Hoy se habla de sociedad inclusiva. Pero todas estas políticas podrían ser pura hipocresía si no se parte por algo tan básico como la integración de los mayores.

Diversas voces han señalado que el mayor problema que enfrenta Chile es el dramático envejecimiento de la población. Se trata de un desafío que tiene dos facetas. La primera es cómo aumentar nuestras tasas de natalidad, dramáticamente bajas. La otra, donde quiero detenerme, es cómo vamos a dar un trato adecuado a nuestros adultos mayores. Se trata de una cuestión elemental de justicia, porque de ellos hemos recibido todo lo que tenemos y no es justo que los olvidemos.

Nuestro país no está preparado para enfrentar este problema, y se nota. La situación de muchos adultos mayores no puede ser peor, expuestos al abandono, la soledad, una salud deteriorada, dificultades para movilizarse e incluso violencia intrafamiliar.

Hoy se habla de sociedad inclusiva y se procura que hasta los casos más singulares encuentren acogida. Pero todas estas políticas podrían ser pura hipocresía si no se parte por algo tan básico como la integración de los mayores. Urge contar con una política pública que aborde sus problemas de manera integral. Su importancia va mucho más allá de las ideologías partidistas y debería ser objeto de un amplio consenso, porque no nos podemos dar el lujo de que los programas que los atienden no se prolonguen en el tiempo y deban cambiar con cada nuevo gobierno.

¿Qué debería abarcar esta política pública?

Obviamente debe ocuparse de las diversas dimensiones del ser humano, comenzando por la salud: Chile padece un alarmante déficit de geriatras, que es necesario remediar cuanto antes, porque las necesidades de las personas mayores son muy diferentes de las del resto de la población. El carácter singular de su corporalidad exige tenerlos en cuenta a la hora de planear los espacios. Así, es imprescindible que las ciudades les resulten amables, que puedan circular con facilidad. Las comunas deben facilitarles espacios para reunirse y conocer otras personas. Es una manera práctica y sencilla de alejar de ellos el drama de la soledad.

Pero también es necesario ocuparse de su espíritu. Una de las experiencias más duras de la vejez es la de sentirse inútil o prescindible. De ahí la importancia de que puedan realizar ciertos trabajos por horas u ocuparse en actividades de voluntariado, que les proporcionarán grandes satisfacciones.

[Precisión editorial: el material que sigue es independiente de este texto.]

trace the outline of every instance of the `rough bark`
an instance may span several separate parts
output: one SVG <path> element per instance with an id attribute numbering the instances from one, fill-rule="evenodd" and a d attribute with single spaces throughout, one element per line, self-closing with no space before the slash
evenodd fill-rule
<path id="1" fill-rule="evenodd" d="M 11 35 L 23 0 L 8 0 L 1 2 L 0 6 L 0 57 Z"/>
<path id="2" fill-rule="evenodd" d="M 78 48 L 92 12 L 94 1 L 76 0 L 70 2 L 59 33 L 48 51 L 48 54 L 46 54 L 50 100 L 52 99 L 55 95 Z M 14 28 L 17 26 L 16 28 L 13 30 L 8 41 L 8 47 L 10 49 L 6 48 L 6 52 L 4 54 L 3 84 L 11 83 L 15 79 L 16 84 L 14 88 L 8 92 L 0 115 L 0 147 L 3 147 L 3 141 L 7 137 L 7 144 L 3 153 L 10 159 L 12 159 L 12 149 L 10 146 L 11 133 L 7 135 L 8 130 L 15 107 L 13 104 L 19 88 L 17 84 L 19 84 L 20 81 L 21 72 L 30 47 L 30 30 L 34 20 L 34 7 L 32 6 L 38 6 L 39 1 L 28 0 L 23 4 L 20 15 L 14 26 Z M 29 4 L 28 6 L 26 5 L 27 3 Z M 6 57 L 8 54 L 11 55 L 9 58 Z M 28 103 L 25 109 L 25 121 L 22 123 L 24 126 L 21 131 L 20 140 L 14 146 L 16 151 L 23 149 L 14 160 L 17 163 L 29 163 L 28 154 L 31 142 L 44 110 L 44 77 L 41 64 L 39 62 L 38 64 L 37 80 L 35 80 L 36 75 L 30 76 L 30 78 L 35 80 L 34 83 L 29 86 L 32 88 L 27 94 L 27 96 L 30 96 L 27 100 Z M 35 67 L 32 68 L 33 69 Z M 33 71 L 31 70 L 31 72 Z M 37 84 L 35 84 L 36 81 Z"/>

La atención a sus necesidades espirituales incluye atender a otras dimensiones de sus vidas, como el entretenimiento y la cultura. En todos estos campos resulta imprescindible contar con la vitalidad de la sociedad civil. Experiencias como las de Fundación Las Rosas permiten que muchos adultos mayores enfrenten esta etapa de sus vidas con esperanza y dignidad.

El momento actual es propicio, porque las próximas elecciones nos llevan a pensar en el futuro. Y no habrá buen futuro si no respetamos el pasado.

*Abogada, Integrante del Directorio de Fundación Las Rosas.

(Columna Publicada en el Diario La Tercera / Miércoles 25 de octubre 2017)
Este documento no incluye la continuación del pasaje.